Uit de meest recente literatuur blijken er geen klinisch significante verschillen te zitten tussen stabilisatie en primaire artrodese. De beslissing voor het type operatie wordt gemaakt op basis van expert opinion en aan de hand van de karakteristieken van de patiënt en het letsel.

Overweeg om te overleggen met of te verwijzen naar een expertisecentrum.

 

 

Nabehandeling

Postoperatief 2 weken onbelast, eventueel beschermd door een gipsschoen of onderbeengips. Nadien behandeling op basis van patiënt- en letsel karakteristieken, type fixatie en lokale afspraken. Overweeg om na goede wondgenezing patiënten te behandelen volgens ‘permissive weightbearing’, eventueel in een walker, loopgips of gipsschoen. Streef in dit geval naar een stabilisatie of artrodese die dit mogelijk maakt.

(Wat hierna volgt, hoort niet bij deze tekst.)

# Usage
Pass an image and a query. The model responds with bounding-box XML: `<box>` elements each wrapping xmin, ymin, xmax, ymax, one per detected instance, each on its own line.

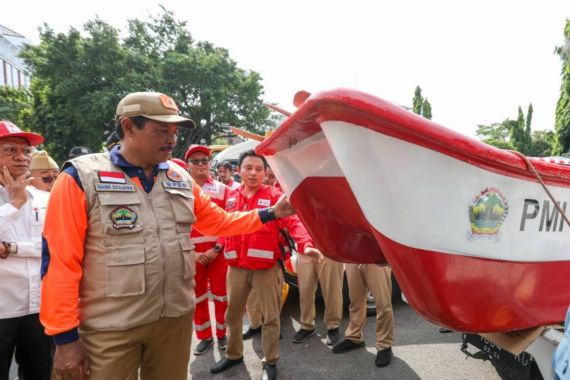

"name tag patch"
<box><xmin>257</xmin><ymin>199</ymin><xmax>271</xmax><ymax>207</ymax></box>
<box><xmin>99</xmin><ymin>171</ymin><xmax>127</xmax><ymax>183</ymax></box>
<box><xmin>162</xmin><ymin>181</ymin><xmax>190</xmax><ymax>190</ymax></box>
<box><xmin>166</xmin><ymin>169</ymin><xmax>182</xmax><ymax>182</ymax></box>
<box><xmin>95</xmin><ymin>183</ymin><xmax>135</xmax><ymax>193</ymax></box>
<box><xmin>109</xmin><ymin>206</ymin><xmax>138</xmax><ymax>230</ymax></box>
<box><xmin>226</xmin><ymin>197</ymin><xmax>236</xmax><ymax>211</ymax></box>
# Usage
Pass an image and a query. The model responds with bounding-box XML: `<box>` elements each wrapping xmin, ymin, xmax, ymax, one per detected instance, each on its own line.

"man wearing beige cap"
<box><xmin>40</xmin><ymin>92</ymin><xmax>293</xmax><ymax>380</ymax></box>
<box><xmin>0</xmin><ymin>120</ymin><xmax>52</xmax><ymax>379</ymax></box>
<box><xmin>30</xmin><ymin>150</ymin><xmax>59</xmax><ymax>193</ymax></box>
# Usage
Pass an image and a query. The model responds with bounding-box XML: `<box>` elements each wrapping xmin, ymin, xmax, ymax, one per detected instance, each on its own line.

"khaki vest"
<box><xmin>71</xmin><ymin>153</ymin><xmax>196</xmax><ymax>330</ymax></box>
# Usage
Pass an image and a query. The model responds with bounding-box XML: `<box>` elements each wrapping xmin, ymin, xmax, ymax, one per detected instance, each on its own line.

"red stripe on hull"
<box><xmin>374</xmin><ymin>230</ymin><xmax>570</xmax><ymax>333</ymax></box>
<box><xmin>291</xmin><ymin>177</ymin><xmax>386</xmax><ymax>263</ymax></box>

Daarnaast wordt geadviseerd om oefeningen met of zonder supervisie door een fysiotherapeut voor te schrijven, alsmede laagdrempelig een doorverwijzing naar de podotherapie voor steunzolen nadat de zwelling voldoende is afgenomen

Referenties:

  1. Myerson MS, Fisher RT, Burgess AR, Kenzora JE. Fracture dislocations of the tarsometatarsal joints: end results correlated with pathology and treatment. Foot Ankle. 1986;6(5):225–242. doi: 10.1177/107110078600600504
  2. Siddiqui NA, Galizia MS, Almusa E, Omar IM. Evaluation of the tarsometatarsal joint using conventional radiography, CT, and MR imaging. 2014;34(2):514–531. doi: 10.1148/rg.342125215. [PubMed] [CrossRef] [Google Scholar]
  3. Wedmore I, Young S, Franklin J. Emergency department evaluation and management of foot and ankle pain. Emerg Med Clin North Am. 2015;33(2):363–396. doi: 10.1016/j.emc.2014.12.008. [PubMed] [CrossRef] [Google Scholar]
  4. Schepers T, Rammelt S. Classifying the Lisfranc Injury: Literature Overview and a New Classification. Fuß & Sprunggelenk; 2018:151–159.